Translation: you can't have your cake and eat it to you greedy asshole.
I can't help but wonder as a 23 year old, educated and assertive woman...how in God's name do I always end up back at square one?
I wake up every morning and suddenly realize how Bill Murray's character must have felt in the movie "Groundhog's Day." And my friends, something has got to give.

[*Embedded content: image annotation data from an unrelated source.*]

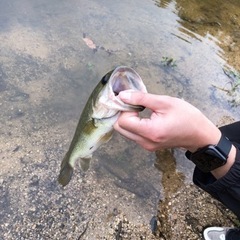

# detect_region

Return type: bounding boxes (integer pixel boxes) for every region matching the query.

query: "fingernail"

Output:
[119,91,131,100]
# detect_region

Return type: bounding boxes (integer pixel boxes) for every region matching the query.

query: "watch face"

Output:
[190,145,227,172]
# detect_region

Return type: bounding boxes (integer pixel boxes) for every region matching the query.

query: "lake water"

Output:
[0,0,240,239]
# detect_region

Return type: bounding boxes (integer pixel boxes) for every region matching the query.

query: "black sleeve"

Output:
[193,122,240,219]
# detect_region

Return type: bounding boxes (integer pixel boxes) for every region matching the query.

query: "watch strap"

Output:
[216,134,232,158]
[185,134,232,160]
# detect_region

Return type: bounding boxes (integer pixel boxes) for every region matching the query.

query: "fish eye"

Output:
[101,70,113,85]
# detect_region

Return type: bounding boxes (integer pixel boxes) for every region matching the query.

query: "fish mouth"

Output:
[111,66,147,112]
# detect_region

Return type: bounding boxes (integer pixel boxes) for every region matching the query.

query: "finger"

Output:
[119,91,174,110]
[117,109,161,138]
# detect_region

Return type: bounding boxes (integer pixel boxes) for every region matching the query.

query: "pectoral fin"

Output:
[80,157,91,172]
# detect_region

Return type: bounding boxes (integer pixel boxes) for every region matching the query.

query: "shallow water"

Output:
[0,0,240,239]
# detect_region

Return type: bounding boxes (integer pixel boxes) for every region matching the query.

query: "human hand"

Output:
[114,91,221,152]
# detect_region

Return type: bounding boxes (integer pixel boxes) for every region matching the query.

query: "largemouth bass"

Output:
[58,66,147,186]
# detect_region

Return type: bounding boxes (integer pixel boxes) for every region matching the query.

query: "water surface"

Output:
[0,0,240,239]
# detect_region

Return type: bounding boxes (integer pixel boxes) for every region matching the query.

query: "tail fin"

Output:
[58,156,73,186]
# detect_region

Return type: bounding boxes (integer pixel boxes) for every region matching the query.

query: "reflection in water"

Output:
[155,0,240,70]
[0,0,240,239]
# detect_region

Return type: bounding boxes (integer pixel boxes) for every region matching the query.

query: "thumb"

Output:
[119,90,171,111]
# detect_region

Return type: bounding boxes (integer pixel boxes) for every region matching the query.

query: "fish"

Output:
[58,66,147,186]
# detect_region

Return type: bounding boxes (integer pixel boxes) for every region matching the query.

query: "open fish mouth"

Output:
[110,66,147,111]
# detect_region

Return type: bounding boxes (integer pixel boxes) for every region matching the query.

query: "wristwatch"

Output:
[185,135,232,172]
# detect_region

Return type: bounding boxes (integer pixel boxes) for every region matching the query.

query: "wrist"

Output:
[186,135,233,174]
[211,145,237,179]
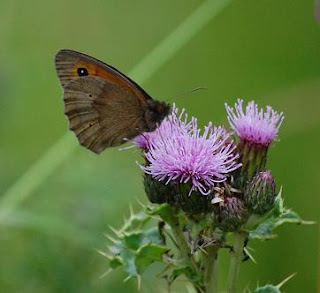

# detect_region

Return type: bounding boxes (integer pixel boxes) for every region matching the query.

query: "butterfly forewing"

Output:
[55,50,170,153]
[64,76,141,153]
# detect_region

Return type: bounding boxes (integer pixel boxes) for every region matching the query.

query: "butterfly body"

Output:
[55,50,170,153]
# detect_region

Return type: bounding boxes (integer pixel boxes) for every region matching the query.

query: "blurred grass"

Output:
[0,0,320,292]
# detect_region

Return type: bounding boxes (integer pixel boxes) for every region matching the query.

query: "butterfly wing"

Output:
[55,50,152,153]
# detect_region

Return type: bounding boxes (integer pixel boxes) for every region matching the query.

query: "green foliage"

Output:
[108,208,169,279]
[254,285,281,293]
[249,189,313,240]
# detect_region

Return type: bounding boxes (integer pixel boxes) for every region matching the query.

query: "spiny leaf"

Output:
[249,190,313,240]
[135,243,169,273]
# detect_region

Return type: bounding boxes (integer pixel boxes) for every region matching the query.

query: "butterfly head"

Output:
[142,100,170,132]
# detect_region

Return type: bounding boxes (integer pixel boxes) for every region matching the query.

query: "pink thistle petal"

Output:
[225,99,284,146]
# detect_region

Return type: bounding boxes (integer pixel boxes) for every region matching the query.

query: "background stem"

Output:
[227,231,247,293]
[203,245,219,293]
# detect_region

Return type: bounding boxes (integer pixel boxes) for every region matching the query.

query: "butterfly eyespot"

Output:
[77,67,89,76]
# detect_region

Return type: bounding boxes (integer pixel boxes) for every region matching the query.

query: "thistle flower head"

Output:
[133,104,192,152]
[138,108,240,194]
[225,99,284,146]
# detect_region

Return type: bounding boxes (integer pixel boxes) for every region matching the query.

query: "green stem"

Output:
[227,231,247,293]
[168,211,198,273]
[203,246,219,293]
[164,207,203,292]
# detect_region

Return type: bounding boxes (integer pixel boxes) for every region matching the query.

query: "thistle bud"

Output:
[244,170,276,215]
[174,184,213,217]
[216,197,248,232]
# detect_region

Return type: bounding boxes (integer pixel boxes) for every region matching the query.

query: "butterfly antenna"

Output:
[166,86,208,102]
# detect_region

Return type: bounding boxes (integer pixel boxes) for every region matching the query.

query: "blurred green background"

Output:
[0,0,320,293]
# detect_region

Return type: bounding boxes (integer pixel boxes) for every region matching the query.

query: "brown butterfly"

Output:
[55,50,170,154]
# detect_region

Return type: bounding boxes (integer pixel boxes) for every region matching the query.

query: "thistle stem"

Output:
[227,231,247,293]
[203,246,219,293]
[165,209,202,292]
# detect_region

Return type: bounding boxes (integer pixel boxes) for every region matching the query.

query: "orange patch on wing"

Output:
[73,61,145,103]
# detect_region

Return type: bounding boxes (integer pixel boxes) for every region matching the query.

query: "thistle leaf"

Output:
[249,189,313,240]
[103,205,169,280]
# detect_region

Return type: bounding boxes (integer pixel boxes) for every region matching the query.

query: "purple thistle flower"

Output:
[225,99,284,146]
[136,108,241,195]
[133,104,192,152]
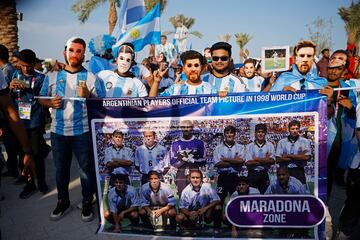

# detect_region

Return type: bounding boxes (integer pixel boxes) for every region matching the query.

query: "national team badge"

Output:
[106,82,112,90]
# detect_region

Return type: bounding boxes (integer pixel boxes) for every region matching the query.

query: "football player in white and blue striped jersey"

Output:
[139,170,176,227]
[135,131,169,184]
[149,50,215,97]
[104,174,140,233]
[95,43,148,98]
[201,42,245,97]
[245,123,275,194]
[241,58,264,92]
[104,129,134,184]
[276,120,311,184]
[214,125,245,204]
[176,169,222,230]
[39,37,95,222]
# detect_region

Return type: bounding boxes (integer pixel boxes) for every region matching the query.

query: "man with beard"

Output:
[201,42,245,97]
[241,58,264,92]
[149,50,215,97]
[270,40,327,92]
[39,37,95,221]
[176,169,222,234]
[170,120,206,196]
[139,170,176,229]
[320,58,356,198]
[214,125,245,204]
[9,49,48,199]
[276,120,311,184]
[96,43,148,98]
[135,130,169,184]
[245,123,275,194]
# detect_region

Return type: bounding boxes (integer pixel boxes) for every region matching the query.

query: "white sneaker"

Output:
[325,206,333,240]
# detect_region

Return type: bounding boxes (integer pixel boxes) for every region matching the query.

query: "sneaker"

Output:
[38,182,49,194]
[14,176,27,185]
[19,182,37,199]
[50,200,71,221]
[76,196,96,209]
[81,202,94,222]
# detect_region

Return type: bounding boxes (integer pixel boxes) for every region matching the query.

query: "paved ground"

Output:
[0,135,345,240]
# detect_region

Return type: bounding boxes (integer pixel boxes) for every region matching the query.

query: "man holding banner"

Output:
[270,40,327,92]
[39,37,95,222]
[96,43,147,97]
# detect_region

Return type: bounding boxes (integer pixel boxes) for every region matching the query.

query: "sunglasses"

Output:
[212,56,229,62]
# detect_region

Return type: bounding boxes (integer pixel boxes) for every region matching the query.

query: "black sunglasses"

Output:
[212,56,229,62]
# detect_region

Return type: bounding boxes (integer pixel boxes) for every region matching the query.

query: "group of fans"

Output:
[0,32,360,239]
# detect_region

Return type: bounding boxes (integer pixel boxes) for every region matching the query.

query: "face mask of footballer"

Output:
[117,52,132,74]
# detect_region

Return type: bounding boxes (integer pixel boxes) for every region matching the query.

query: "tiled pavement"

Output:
[0,136,345,240]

I have moved home to focus on obtaining my master's degree. Its not really home, mind you, just my parent's house. Home is Texas. Home is where I can walk into the bar and a miller is waiting for me by the time I get to the counter (home is also a place of rampant alcoholism, apparently). And now I live in...Michigan. Or as my mother calls it "Wishigan" because she wishes she was in Texas again. I tend to think the nickname is appropriate because I wish people here knew how to drive, dress, and be polite. But unfortunately, I think I need to start formulating some sort of social life here instead of living vicariously through my dear friend's facebook posts back home.
So while I sit here on my ass, wondering if my life will ever resemble anything close to normal, I fear the answer is a resounding HELL TO THE NO. My boyfriend lives 1500 miles away, my friends even further, and my sense of pride is buried somewhere South of hell.
So guess who's picking up writing instead of drinking as a hobby??!
....guess that bachelor's in journalism paid off?